Home About us Membership Conferences Journal Courses Minutes Contact

Login to your account:

Sign up | Reset password

Conferences

Conferences


ESRA2009: Conference main page | Overview of sessions | Time table

Warsaw 2009: Presentations and short courses


When Normality Fails: a Multiple Imputation Technique Based on the Cumulative Distribution

Session: Strategies for Nonresponse Adjustments (II)

Author:

  • Bryce Weaver; FORS - Swiss Foundation for Research in Social Sciences, Switzerland

Abstract:

Objectives. One of the drawbacks of multiple imputation is that assumptions are generally made on the form of the distribution —e.g. normality. These assumptions may often be invalid. In our work, we develop a technique of multiple imputation that makes no a priori assumptions on the form of the distribution. This tool is useful for the imputation of data under the standard assumption that the values are missing at random (being missing may depend on other variables, but not on the value of the variable to be imputed). It is designed to reproduce the cumulative distribution of any variable —continuous or dichotomous. The conceptual framework is transformed into a simple tool in SAS. Empirically, we use the Swiss Household Panel (SHP) wave 8 (2007) to apply this new method and compare the obtained cumulative distribution with the ones from the standard PROC MI procedures in SAS.

Method. The entire sample (missing and non-missing) is separated into imputation classes based on up to five categorical variables (there can be grouping of classes in order to maintain a sufficient number of non-missing observations). These variables are selected by the researcher as being important indicators of the values of the variable(s) to be imputed. First, within each imputation class, a cumulative distribution for the variable to be imputed is built from the non-missing cases. This cumulative distribution is obtained by linearly interpolating between the observed points (non-missing) to allow for any form of the distribution. Then, for each missing observation, the imputed value is obtained by randomly selecting a number between zero and one from a uniform distribution and by taking the value that corresponds to the number selected on the cumulative distribution. This last procedure is repeated multiple times. The SAS program is flexible as it allows the user to choose (i) the variables to be imputed, (ii) the categorical variables used to create the imputation classes, (iii) the number of imputed files to be produced, and (iv) whether the variable(s) to be imputed are continuous or discrete variables.

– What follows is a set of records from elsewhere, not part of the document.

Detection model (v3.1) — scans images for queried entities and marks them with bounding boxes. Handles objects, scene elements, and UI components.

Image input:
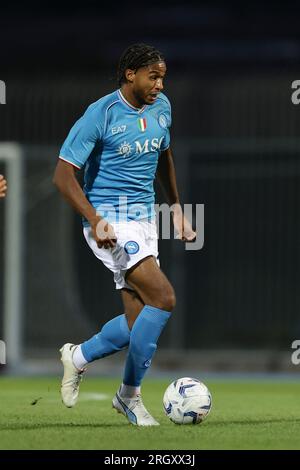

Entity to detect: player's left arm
[156,147,196,242]
[0,175,7,197]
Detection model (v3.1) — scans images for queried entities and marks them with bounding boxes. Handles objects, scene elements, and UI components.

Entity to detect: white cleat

Results. Using the SHP wave 8 (treated as cross sectional), which has 5794 observations, income is assigned a missing value for nearly one third of non-missing cases (n=1815). These are then imputed using this procedure and some PROC MI procedures. The obtained distributions are then compared to the actual distribution of the observations that had been assigned missing. The above technique performs better at reproducing the actual form of the distribution on missing data than the PROC MI procedure.

Discussion. Some of the advantages of the technique are that it works for any type of missing —categorical or continuous—, it can reproduce any form of a distribution, and it provides relatively accurate standard descriptive statistics. Future work could consist in developing some more theoretical basis to produce smoother distributions as opposed to the non-smooth distribution based on linear interpolation.